3 spots et 10 portraits

Trois spots, Le rencard (vidéo ci-dessus), La robe et La cantine (en lien ci-dessous), ont été réalisés par Yvan Attal, avec des comédiens en situation de handicap. L'une est sourde, l'autre en fauteuil, le dernier porte une prothèse de bras. Le fil conducteur ? Lors d'une rencontre, ce n'est pas le handicap qui saute aux yeux mais une toute autre singularité. Une série de dix portraits, tous handicaps confondus, réalisés par la photographe Sylvie Lancrenon, accompagne également les films, qui sera déployée « au plus près des territoires » (lieux publics, gares, entreprises, commerces, MDPH...). Didier Eyssartier, directeur général de l'Agefiph (Fonds dédié à l'emploi des personnes handicapées dans le privé), y voit un « relais intéressant et un bon support » pour sensibiliser les acteurs de l'entreprise car les situations évoquées misent d'abord sur « les compétences » : une photographe de petite taille, un accro aux jeux vidéo en fauteuil, une spécialiste du théâtre classique aveugle...

Des ajustements de dernière minute

Sophie Cluzel espère « pouvoir compter sur le CNCPH (Conseil national consultatif des personnes handicapées) pour faire vivre cette campagne ». Mais cette adhésion ne s'est pas faite sans accrocs. A quelques jours du lancement officiel, ses membres sont consultés. Le slogan initial est le suivant : « Avant de voir le handicap, regardons nos points communs ». La mayonnaise ne prend pas, certains membres sont vent debout, disant ne pas se reconnaître dans ces messages qui, selon eux, mettent trop l'accent sur le handicap.
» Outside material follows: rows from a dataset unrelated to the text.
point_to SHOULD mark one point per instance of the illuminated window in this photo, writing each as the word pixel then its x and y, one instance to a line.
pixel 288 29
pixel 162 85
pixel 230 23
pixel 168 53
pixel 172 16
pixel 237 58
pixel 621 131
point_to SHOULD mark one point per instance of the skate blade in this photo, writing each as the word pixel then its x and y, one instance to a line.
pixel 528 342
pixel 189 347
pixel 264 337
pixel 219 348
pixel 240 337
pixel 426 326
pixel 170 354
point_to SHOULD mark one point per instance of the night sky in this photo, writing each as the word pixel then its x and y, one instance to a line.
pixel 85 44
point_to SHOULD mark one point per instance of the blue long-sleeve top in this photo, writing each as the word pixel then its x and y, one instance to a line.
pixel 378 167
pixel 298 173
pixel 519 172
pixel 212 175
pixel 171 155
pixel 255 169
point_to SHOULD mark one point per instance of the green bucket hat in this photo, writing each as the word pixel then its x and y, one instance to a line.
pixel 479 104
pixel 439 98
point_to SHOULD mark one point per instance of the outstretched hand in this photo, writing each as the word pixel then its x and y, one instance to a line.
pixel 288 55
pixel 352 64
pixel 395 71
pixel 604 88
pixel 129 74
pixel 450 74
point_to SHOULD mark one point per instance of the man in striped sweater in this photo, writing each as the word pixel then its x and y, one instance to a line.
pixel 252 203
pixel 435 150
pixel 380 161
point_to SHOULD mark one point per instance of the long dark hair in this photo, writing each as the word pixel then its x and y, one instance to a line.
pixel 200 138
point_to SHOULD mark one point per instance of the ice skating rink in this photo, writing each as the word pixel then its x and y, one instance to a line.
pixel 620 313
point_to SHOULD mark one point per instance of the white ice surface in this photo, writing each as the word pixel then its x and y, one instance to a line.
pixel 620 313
Un groupe est alors mis en place, dans l'urgence, pour « retravailler les slogans et la baseline ». Pour Jérémie Boroy, président du CNCPH, cette « campagne, attendue depuis des années, avec des moyens conséquents, était nécessaire » mais il consent qu'il est « difficile de prendre en compte tous les handicaps, parcours et sensibilités ». De son côté, Arnaud de Broca, président du Collectif handicaps qui réunit une cinquantaine d'associations, regrette « l'absence de concertation dans sa conception avec les associations et les familles sur les messages à véhiculer ». Il ajoute qu'une « seule campagne ne peut être suffisante » et qu'il « aurait été utile d'imaginer un plan sur l'ensemble du quinquennat ».
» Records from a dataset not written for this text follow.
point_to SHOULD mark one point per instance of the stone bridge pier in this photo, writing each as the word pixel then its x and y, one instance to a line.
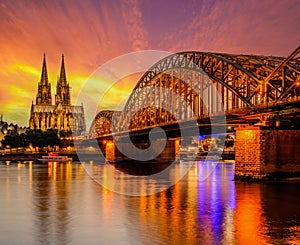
pixel 263 153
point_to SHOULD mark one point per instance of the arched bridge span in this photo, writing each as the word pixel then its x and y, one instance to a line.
pixel 199 84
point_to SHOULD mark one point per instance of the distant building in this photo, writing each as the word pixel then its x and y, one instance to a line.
pixel 62 115
pixel 9 128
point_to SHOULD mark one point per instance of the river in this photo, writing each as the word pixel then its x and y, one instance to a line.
pixel 63 203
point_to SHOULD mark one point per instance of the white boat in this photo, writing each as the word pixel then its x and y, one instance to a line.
pixel 54 157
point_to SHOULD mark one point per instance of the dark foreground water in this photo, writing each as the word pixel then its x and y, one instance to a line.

Un message pas assez percutant

Pour le Collectif handicaps, « pas sûr que le message assez classique parvienne à sensibiliser la société aux discriminations dont sont victimes tous les jours les personnes handicapées et donc à les empêcher ». Anthony Aube, membre du CNCPH et de l'Association de personnes de petite taille, partage cet avis : « Ça manque de punch » et ce n'est pas une campagne de « militants ». Selon lui, le « making of de deux minutes (en lien ci-dessous) se suffit à lui-même » car les personnes en situation de handicap ont davantage pu s'exprimer et « on voit dans leurs attitudes ce que ne dit pas une photo ». Il regrette la permanence de certains préjugés un peu « pathos » et de discours « compatissants » -lors de la soirée de lancement, le mot bienveillance a (trop) souvent été utilisé-. « Le handicap, c'est de la discrimination au quotidien, poursuit-il, donc l'objectif n'est pas de nous faire 'aimer' ». Au-delà des avis contraires, il n'y aura qu'un seul juge de paix, la mesure de l'impact de cette campagne sur le grand public. « Nous y veillerons », assure Jérémie Boroy, qui espère qu'elle « pourra vraiment changer le regard ! ».

Quelle diffusion ?

Proposés en sous-titrages et audiodescription, les spots seront diffusés du 18 octobre au 4 janvier 2022 sur les télévisions, les réseaux sociaux et dans les medias, avec un renfort dans les cinémas à l'occasion des vacances de Noël, pour « toucher les plus jeunes », selon Sophie Cluzel, qui compte également sur l'impact des « influenceurs », notamment en situation de handicap. Des interviews sur Konbini et Gulli complètent le dispositif de diffusion « à 360 degrés ». Une page dédiée sera disponible à partir du 18 octobre (en lien ci-dessous). 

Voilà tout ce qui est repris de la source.